Negri ci ha fatto comprendere, proprio attraverso la sua capacità di rileggere le vicende storiche, che la Chiesa, ieri come oggi, con il suo insegnamento sociale si è sempre battuta per evitare che la persona si riducesse a “particella di materia o cittadino anonimo della città umana”, secondo un’espressione del Concilio, da lui citata tante volte. Ma c’è un rischio, messo in evidenza nel 2017 in un incontro organizzato a Torino da Federvita Piemonte e Val d’Aosta, sul tema dei princìpi non negoziabili. Se la fede è “l’affermazione della presenza di una vita nuova che il Signore Gesù Cristo, che l’ha sperimentata in prima persona e in pienezza, dona a tutti quelli che credono in Lui”, non può essere ridotta a “una serie di formulazioni ideologiche”, che di fatto approdano al ritorno di un modernismo che “parla dalle cattedre delle facoltà teologiche”. Così, per tanta parte del mondo cattolico, “il mondo va bene così com’è, non deve essere giudicato e trasformato”. Al più “va sostenuto e aiutato nei bisogni sostanzialmente materiali, psicologici, affettivi, culturali”. È uno scenario che abbiamo davanti tutti i giorni. Ma le donne e gli uomini del nostro tempo, in prima fila i giovani, più che di assistenza hanno bisogno di una vita nuova, “hanno bisogno di Gesù Cristo”. Se non lo annunciamo, svuotiamo completamente il Vangelo. “Se la Chiesa rinuncia all’evangelizzazione, tradisce Dio”.

“Tra i tanti meriti di Negri”, conclude Luporini, “c’è quello di avere favorito la ripresa della Dottrina sociale della Chiesa come uno dei modi fondamentali della sua missione.

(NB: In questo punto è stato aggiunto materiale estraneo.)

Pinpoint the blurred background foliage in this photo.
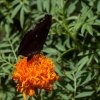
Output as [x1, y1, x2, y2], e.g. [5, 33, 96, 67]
[0, 0, 100, 100]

Proprio perché cerca di mettere a fuoco le dinamiche sociali in cui viviamo, denunciando e correggendo le riduzioni ideologiche, la Dottrina sociale della Chiesa aiuta il cristiano a concepirsi secondo un’antropologia che aiuti anche i non cristiani a vivere l’esperienza della famiglia, del lavoro, dei rapporti sociali e politici, secondo una prospettiva che affermi il valore assoluto della persona, offrendo così un contributo prezioso alla costruzione del bene comune, di una società dal volto umano”.